There were several challenges encountered from our guided pilot study that will provide feedback in how we design future naturalistic driving road studies. One of the most problematic of the challenges we encountered was phone reception on out test road. We decided to have participants use their personal mobile phone to reduce the amount of variability/unknown in the data collected that could be attributed to the participant using a phone they were not accustomed to. This correlated with the test road selected resulting in several participants having poor to no cell reception along the test road. As a result of some quick thinking by the team we were still able to get some good data by timing the sent and received text to correspond with moments of coverage. Another challenge encountered was with the design of our stimuli, and their placement in the vehicle. For example, our stimuli were visual and we conducted studies over the course of a six-hour day we needed to better factor in the position of the sun and visibility. It would have been beneficial to the study to do a pre-pilot study just on the positioning of the LED strips in the vehicle. Lastly, due to several adjustments during the course of the study that required a bit more time than originally calculated, we ran into a challenge in charging the cameras while out in the field. After the first day of the study the team adjusted by scheduling more dead time between study participants to allow for ample time to charge the cameras. There are, however, many other ways we could have redesigned the study to avoid these problems in the first place. Guidelines for designing a naturalistic study would have surely helped our team execute the study more effectively from the start.

6 Conclusion

From our research and attempts to conduct our naturalistic pilot study there were several lessons learned. Not only lessons, but also we have identified a set of guidelines that may be very helpful to those conducting or planning to conduct a naturalistic driving experiment.

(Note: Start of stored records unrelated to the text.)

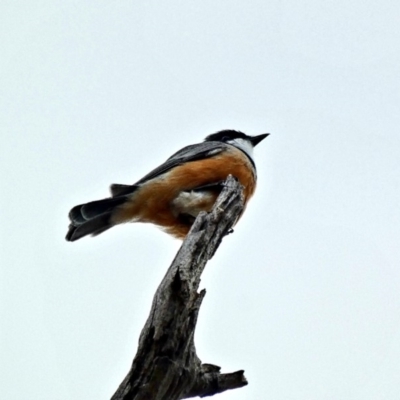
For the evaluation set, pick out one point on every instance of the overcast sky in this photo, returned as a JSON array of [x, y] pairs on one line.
[[304, 296]]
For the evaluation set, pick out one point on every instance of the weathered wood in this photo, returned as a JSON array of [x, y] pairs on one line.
[[166, 366]]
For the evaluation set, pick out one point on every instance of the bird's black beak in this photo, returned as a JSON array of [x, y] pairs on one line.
[[257, 139]]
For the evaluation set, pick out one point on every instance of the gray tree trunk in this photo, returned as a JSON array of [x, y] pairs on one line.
[[166, 366]]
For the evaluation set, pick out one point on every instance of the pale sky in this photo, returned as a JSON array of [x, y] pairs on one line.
[[304, 296]]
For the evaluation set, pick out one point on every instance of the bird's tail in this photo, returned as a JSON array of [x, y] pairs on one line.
[[92, 218]]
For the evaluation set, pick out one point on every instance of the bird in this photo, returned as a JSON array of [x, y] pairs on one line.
[[173, 194]]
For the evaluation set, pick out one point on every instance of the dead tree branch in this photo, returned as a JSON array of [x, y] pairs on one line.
[[166, 366]]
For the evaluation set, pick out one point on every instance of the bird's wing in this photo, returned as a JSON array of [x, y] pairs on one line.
[[187, 154]]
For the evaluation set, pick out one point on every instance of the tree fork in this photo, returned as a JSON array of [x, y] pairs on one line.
[[166, 366]]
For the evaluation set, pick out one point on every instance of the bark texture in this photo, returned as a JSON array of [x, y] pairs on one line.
[[166, 366]]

Extensive pilot testing is one thing that became very evident in the process of trying to conduct a pilot study. We mentioned the issues with phone service, the sensitivity with LED lights and issues with the GoPro’s keeping the charge. Even though we conducted numerous pilot tests, these are events that would not necessarily show up until later on. This one is almost self-explained, but the more testing the better, and researchers will also need to think outside of the box even more when designing a naturalistic study. For e.g. even though two phone carriers worked during pilot test, it was important to potentially examine the phone reception of all major phone carriers on the test track. From our design principles, it is clear there are numerous factors that researchers need to be aware of when conducting naturalistic experiments including, but not limited to participant sample population, driver assessment and the data acquisition system. These guidelines and tips presented in this paper are not meant to be a definitive solution for every single experiment, but a guide for researchers in this space, that may help to limit some of the potential problems that could arise when conducting a naturalistic driving experiment.